Cupello e la delibera-bavaglio Segre al sindaco: «Va ritirata»

20 Agosto 2022

L’amministrazione ha annunciato denunce nei confronti di chi critica in modo eccessivo sui social La senatrice a vita: «Il dibattito pubblico e istituzionale deve riguadagnare correttezza e rispetto»

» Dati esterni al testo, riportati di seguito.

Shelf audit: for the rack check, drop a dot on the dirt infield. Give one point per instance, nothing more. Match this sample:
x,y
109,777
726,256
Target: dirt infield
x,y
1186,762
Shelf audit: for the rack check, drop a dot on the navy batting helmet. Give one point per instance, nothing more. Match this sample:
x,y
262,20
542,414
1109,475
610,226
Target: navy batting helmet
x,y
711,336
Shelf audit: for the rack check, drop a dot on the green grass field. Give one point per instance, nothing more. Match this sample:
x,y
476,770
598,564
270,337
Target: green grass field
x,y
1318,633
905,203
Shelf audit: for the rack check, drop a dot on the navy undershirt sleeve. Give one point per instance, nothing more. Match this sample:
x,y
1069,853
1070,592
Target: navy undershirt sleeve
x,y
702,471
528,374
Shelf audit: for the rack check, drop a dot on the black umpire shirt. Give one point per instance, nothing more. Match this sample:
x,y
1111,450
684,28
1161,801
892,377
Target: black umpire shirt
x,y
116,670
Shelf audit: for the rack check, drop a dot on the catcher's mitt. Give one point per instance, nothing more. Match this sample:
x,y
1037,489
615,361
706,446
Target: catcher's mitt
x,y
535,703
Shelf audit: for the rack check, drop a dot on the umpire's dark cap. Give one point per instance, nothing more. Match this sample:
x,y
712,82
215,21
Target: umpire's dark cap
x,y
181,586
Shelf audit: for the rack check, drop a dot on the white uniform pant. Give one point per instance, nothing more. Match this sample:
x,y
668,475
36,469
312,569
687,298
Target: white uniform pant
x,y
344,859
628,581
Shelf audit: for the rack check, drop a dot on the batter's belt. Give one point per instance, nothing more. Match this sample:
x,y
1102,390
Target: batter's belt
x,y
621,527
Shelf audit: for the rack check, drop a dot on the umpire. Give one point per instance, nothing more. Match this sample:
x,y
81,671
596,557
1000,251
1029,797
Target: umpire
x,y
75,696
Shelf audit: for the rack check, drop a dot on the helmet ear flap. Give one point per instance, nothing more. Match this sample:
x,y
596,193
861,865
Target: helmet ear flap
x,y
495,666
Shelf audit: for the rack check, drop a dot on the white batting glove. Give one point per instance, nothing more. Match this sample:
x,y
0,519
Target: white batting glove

CUPELLO. Il presidente della commissione anti-discriminazioni del Senato, la senatrice a vita Liliana Segre, interviene dopo la decisione dell’amministrazione comunale di Cupello di denunciare chi ha criticato l’operato di sindaco e giunta sui social network. Ieri Segre ha scritto al sindaco Graziana Di Florio e alla sua giunta, chiedendo il ritiro della delibera che prevede la possibilità di ricorrere in Tribunale per diffamazione aggravata.
«Apprendo da fonti stampa», scrive la senatrice a vita, «che l’amministrazione comunale di Cupello ha approvato una delibera che prevede la possibilità di ricorrere in Tribunale per “diffamazione aggravata” avverso coloro sospettati di rivolgere, particolarmente a mezzo social, determinate critiche ritenute eccessive ad autorità cittadine. Anche nella mia veste di presidente della commissione “anti-discriminazioni” il mio auspicio è che l’atto venga ritirato e che il dibattito pubblico ed istituzionale riguadagni in qualità, correttezza e rispetto reciproco». Segre, cittadina onoraria di Cupello, ha condiviso l’indignazione profonda espressa dalla minoranza verso la presa di posizione della giunta di Cupello, ritenendola troppo autoritaria. Giunta di Cupello che si era sentita offesa dalle frasi diffamatorie espresse da un privato sulla propria pagina Facebook: per questo aveva autorizzato il sindaco Di Florio a querelare l’autore dei commenti ritenuti eccessivi. Se eccessivi sono stati i giudizi e le critiche, la parlamentare ritiene eccessivo anche il ricorso alla magistratura considerandolo una pericolosa involuzione che limita il diritto di critica. «Sono certa», scrive Segre, «che tutte le parti in causa sapranno dare prova di sensibilità democratica e di condivisione di basilari principi di civiltà».
Concetto condiviso dai gruppi politici Insieme per Cupello, Pd, M5S, Attivisti Cupello, Comunisti e Cupello e Futura umanità. «Tutte le forze in campo», scrivono i gruppi d’opposizione, «sono impegnate in una battaglia di principi fondanti la nostra Costituzione, gravemente minati da un atto deliberatamente intimidatorio antidemocratico e unico nel suo genere e, lo ribadiamo, anti storico visto che ci riporta indietro al periodo più cupo e tetro della storia del nostro Paese. Condividiamo la dichiarazione di Segre e la ringraziamo. La sua storia, formazione politica e culturale ha colto con impareggiabile sensibilità il periodo al quale i cittadini di Cupello vanno incontro e raccogliamo l’input di una condivisione che invoca i basilari principi di civiltà la cui base è nell'espressione delle libertà democratiche».